Progress can be tracked through the European Banking Authority’s semi-annual CRD – CRR/BASEL III monitoring reports. There has been a significant increase in banks’ NSFRs since the BCBS introduced revisions in December 2013, and this evolution has grown year on year; the updated proposals should, in-theory, work to only solidify these trends. The next update can be expected in March 2017, detailing performance at the European level over the second half of 2016.
- Resolution framework
The BRRD and SRM account for the implementation of a policy in place to “ensure effective and credible application of the bail-in resolution tool” across the financial system. The Minimum Requirement for own funds and Eligible Liabilities (MREL) requires banks to be sufficiently capable of absorbing losses, recapitalisation and resolution in any instance of crisis. At an international level, the Total Loss Absorbing Capacity (TLAC) standard has been designed to combat the issue of the “too-big-to-fail” problem of Global Systematically Important Banks (G-SIBs).
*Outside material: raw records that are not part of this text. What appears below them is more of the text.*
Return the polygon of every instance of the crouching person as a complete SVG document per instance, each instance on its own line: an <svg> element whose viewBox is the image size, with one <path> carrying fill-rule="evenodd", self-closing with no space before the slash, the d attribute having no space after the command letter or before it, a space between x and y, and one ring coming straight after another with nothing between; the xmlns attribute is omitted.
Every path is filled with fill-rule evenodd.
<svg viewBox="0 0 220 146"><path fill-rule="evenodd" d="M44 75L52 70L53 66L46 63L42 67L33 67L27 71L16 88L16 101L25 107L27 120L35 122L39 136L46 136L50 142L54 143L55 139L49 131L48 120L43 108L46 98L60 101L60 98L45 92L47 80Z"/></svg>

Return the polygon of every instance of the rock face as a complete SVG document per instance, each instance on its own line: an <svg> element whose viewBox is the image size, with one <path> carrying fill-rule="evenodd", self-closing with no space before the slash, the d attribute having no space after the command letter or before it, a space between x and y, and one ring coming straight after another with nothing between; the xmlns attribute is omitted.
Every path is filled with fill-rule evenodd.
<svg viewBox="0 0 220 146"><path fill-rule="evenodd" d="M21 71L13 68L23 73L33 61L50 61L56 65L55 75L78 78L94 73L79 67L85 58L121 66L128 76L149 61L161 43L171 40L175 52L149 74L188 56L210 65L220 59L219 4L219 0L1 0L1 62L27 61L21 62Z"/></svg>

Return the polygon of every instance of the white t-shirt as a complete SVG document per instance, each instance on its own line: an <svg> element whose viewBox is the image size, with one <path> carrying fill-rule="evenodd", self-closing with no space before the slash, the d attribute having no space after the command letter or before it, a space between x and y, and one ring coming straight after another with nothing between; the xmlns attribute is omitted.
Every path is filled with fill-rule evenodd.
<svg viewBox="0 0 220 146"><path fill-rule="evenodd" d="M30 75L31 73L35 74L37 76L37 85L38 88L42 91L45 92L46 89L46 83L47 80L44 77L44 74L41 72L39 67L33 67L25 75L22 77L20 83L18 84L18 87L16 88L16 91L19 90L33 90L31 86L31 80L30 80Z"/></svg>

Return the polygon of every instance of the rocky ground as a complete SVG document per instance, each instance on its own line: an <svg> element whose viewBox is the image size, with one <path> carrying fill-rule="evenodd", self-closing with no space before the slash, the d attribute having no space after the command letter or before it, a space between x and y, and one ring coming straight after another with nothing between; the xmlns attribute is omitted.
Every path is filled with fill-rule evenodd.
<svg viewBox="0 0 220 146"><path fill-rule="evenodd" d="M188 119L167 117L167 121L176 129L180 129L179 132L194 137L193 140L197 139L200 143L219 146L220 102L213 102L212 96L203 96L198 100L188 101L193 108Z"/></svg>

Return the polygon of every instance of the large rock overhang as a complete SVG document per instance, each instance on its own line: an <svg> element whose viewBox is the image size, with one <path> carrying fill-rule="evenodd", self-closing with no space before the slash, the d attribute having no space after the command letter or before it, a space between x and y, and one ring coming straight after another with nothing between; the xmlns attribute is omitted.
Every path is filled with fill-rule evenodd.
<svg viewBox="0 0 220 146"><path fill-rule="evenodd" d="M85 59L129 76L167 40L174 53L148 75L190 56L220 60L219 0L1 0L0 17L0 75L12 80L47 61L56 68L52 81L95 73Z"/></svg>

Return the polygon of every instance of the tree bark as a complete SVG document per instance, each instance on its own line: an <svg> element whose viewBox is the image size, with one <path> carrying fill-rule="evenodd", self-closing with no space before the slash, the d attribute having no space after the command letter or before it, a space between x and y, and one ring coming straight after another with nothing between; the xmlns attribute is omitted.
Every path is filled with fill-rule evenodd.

In concept, these objectives will work to ensure readily sufficient liabilities are available to safeguard financial stability and public funds.
MREL became applicable in 2016, with the TLAC coming into effect as of 2019. Amendments to the former, and implementation of the latter, are currently being composed as the Commission attempts to harmonise two policies that are, in effect, singing from the same hymn sheet, all be it at different volumes and to varying audiences. The proposed merger of the TLAC standard into MREL shows promise in its attempt to simplify a global regulatory system that is saturated with complexity.
Now, whilst the European Commission works to get its framework in place, there is a larger looming dilemma that will directly affect, and potentially undo, the work done towards EU implementation of the Basel agenda; the completion of Basel III itself. Any proposals sanctioned by the Commission may become obsolete in the event of a radical overhaul of the current, global curriculum and recent developments may give delegates in Brussels cause for concern.
Agreement over the calibration of a finalised proposal of Basel III by the Group of Central Bankers and Heads of Supervision (GHOS), which oversees the BCBS, has proven difficult. The scheduled meeting on 3 January 2017, following a previously unsuccessful meeting in November 2016, was postponed to give the Basel Committee more time to “iron out the fine details”, before final review and approval. The stop-start nature of these negotiations outlines the complication in creating global standards.
The procedure for final implementation is met with a series of headwinds likely to alter the delivery of the reform package; the nature of legislative policy is no quick-fix! This poses issues as the Council and European Parliament work towards a final draft, typically a several-year process. Uncertainty, therefore, lies in how and when these regulatory requirements will apply. Deadlines have been set by the BCBS for January 2019, and firms will be eager to maximise investor and rating agency confidence through fulfilment of their obligations without delay.